Os astrônomos avistaram uma antiga galáxia brilhando através da névoa cósmica do universo primitivo, revelando uma visão detalhada que antes se pensava impossível.

Usando o da NASA Telescópio Espacial Hubblejuntamente com dados de O Telescópio Espacial James Webb (JWST) e o Very Large Telescope (VLT) do Observatório Europeu do Sul, os pesquisadores detectaram fótons ultravioleta “ionizantes” – luz energética capaz de retirar elétrons dos átomos de hidrogênio – vindos da galáxia, chamada MXDFz4.4. É a descoberta mais antiga já registrada, ocorrendo apenas cerca de 250 milhões de anos após o fim da grande transição cósmica chamada Época da reionizaçãoexplicaram os pesquisadores em estudo publicado no dia 23 O Jornal Astrofísico.
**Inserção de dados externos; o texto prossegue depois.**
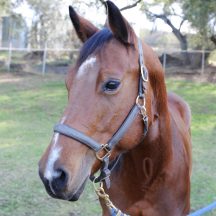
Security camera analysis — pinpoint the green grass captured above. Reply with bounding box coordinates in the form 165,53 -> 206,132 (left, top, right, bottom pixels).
0,73 -> 216,216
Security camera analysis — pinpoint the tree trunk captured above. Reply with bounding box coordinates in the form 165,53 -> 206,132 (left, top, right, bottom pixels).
210,35 -> 216,46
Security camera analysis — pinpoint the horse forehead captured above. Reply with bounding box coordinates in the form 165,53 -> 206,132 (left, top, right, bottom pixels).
76,56 -> 98,79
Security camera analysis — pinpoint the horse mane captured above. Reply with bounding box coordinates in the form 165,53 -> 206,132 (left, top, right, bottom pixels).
144,44 -> 168,114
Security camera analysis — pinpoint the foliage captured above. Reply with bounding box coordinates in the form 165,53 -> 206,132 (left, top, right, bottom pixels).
0,0 -> 11,17
182,0 -> 216,45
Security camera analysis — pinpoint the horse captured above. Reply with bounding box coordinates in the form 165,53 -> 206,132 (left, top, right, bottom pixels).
39,1 -> 192,216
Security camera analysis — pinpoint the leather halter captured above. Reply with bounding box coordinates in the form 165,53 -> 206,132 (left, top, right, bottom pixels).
54,39 -> 148,188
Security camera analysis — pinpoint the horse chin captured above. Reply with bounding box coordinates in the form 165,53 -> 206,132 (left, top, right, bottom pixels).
67,178 -> 88,202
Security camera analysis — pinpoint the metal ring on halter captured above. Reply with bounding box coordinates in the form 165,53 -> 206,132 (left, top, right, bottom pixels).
136,95 -> 146,111
95,144 -> 111,161
141,65 -> 148,82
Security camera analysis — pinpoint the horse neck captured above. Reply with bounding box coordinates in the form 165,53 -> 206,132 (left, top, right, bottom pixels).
122,44 -> 172,182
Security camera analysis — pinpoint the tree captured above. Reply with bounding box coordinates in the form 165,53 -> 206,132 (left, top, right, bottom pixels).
141,0 -> 190,64
182,0 -> 216,46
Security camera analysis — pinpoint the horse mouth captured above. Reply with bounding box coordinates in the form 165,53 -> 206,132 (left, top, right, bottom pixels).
67,177 -> 88,202
41,174 -> 89,202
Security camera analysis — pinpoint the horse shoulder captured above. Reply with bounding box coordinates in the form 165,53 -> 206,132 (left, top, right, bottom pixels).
168,92 -> 191,130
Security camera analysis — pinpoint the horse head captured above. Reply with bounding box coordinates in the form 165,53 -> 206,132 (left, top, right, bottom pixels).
39,1 -> 152,201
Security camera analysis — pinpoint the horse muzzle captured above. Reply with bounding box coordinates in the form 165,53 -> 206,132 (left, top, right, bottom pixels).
39,168 -> 88,201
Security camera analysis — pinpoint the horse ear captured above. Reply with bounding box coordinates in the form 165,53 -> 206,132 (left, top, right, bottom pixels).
106,1 -> 135,44
69,6 -> 99,43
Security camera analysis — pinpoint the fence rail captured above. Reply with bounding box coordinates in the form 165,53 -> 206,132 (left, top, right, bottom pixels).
0,44 -> 211,75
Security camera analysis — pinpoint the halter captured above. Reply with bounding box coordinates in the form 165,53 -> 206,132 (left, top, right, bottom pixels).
54,39 -> 148,188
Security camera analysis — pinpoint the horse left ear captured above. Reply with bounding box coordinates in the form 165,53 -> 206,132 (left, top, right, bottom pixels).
106,1 -> 135,44
69,6 -> 99,43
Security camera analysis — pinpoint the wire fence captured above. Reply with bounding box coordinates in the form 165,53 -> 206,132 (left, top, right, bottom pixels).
0,44 -> 216,75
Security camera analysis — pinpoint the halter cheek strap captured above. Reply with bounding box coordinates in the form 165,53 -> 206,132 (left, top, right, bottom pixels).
54,39 -> 148,188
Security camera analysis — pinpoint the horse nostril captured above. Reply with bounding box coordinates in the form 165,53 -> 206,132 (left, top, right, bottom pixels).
51,169 -> 68,193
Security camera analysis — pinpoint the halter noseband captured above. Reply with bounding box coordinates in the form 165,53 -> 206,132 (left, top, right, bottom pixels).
54,39 -> 148,188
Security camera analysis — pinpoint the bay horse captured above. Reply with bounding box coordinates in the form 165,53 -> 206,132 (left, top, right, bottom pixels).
39,1 -> 191,216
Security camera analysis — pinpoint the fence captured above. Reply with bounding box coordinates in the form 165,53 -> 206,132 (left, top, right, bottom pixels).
0,44 -> 216,75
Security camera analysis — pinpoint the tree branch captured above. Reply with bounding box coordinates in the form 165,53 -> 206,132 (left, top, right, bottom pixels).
179,19 -> 186,31
120,0 -> 142,11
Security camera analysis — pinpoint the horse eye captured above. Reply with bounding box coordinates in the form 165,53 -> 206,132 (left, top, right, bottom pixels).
103,80 -> 120,91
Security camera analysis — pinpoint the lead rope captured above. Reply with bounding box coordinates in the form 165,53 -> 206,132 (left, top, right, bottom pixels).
93,182 -> 129,216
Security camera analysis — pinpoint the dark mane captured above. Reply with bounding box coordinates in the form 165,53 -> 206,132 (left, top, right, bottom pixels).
77,28 -> 113,65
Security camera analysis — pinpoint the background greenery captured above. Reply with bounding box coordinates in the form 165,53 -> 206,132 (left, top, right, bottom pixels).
0,73 -> 216,216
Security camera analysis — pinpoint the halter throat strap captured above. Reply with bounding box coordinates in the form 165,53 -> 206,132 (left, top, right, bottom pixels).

Centenas de milhões de anos depois Big Bango espaço entre as galáxias estava preenchido com uma névoa de gás hidrogênio neutro que bloqueava esse tipo de luz. Com o tempo, a radiação das primeiras estrelas e galáxias ionizou esse gás, quebrando o nevoeiro e permitindo que a luz viajasse livremente pelo espaço – um processo que os astrónomos ainda estão a trabalhar para compreender completamente.